The Fed's Deep Pessimism About Some Jobs
At the core of the Federal Reserve evaluation of the economy as it embarks on QE3 sits its forecast for job creation. The “central tendency” figures in the forecast from the Federal Open Market Committee throw out the three highest and three lowest predictions from the “Economic Projections of Federal Reserve Board Members and Federal Reserve Bank Presidents.” This makes that portion of the report misleading. The range of projections from all of these sources shows how extremely pessimistic some Fed member forecasts are.
On the downside of the predictions, unemployment will be as high as 8% next year and 7.5% in 2014. Those numbers are naturally linked to gross domestic product, where the low-end forecast for next year is 2.3% and 2.7% in 2014. Should those forecasts come true, many portions of the U.S. economy will remain in a recessionlike condition for at least another two years, after four years of terrible weakness that began in 2008.
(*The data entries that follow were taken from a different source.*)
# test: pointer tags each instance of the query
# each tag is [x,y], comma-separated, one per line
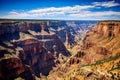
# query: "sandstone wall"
[108,28]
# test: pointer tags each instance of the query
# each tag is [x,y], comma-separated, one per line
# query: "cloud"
[106,4]
[97,15]
[68,12]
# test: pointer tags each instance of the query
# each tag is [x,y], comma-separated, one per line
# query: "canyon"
[59,50]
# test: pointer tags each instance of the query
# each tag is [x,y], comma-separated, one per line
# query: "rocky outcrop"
[12,68]
[108,28]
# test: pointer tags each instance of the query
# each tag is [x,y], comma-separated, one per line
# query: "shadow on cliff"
[10,36]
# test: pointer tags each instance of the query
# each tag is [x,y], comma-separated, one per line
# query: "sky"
[60,9]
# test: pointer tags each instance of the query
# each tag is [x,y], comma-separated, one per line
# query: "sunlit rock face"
[38,44]
[108,28]
[33,44]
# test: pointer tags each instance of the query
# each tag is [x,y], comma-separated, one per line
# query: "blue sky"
[60,9]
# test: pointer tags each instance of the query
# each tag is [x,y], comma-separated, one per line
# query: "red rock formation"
[11,68]
[108,28]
The worst effects of an ongoing troubled economy will continue to weigh on minorities, the poorly educated and the young. The concept of a “lost generation” of adults, who now are between ages 16 and 19, will become reality. Even adults who are slightly older fall into a category in which current unemployment is about 10%. The unemployment rate among blacks was 16.7% last month. Among the people with less than a high school diploma, the number was 14.1%. On a geographic basis, the figures for the most badly damaged states and cities are no better. And these numbers do not include the “marginally attached” and part-time workers who continue to seek full-time jobs.
There are no meaningful efforts to drive up employment among these most damaged groups, where real jobless figures are above 20%. Based on some Fed forecasts, the devastation of these people will remain, perhaps well into this decade.
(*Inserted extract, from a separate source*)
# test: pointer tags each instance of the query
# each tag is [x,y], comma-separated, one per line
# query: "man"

The jobs situation is similar to the housing one. In some pockets of the United States, foreclosure rates are close to their highest levels in recent memory. Housing numbers cannot fully recover as long as that is true. And employment numbers can only make limited progress until the groups that have the highest levels of joblessness have some means to better their situations.
As is often the case, the people at the margins, which in the U.S. number in the millions, will continue to be in trouble and will drag on the national economy for years.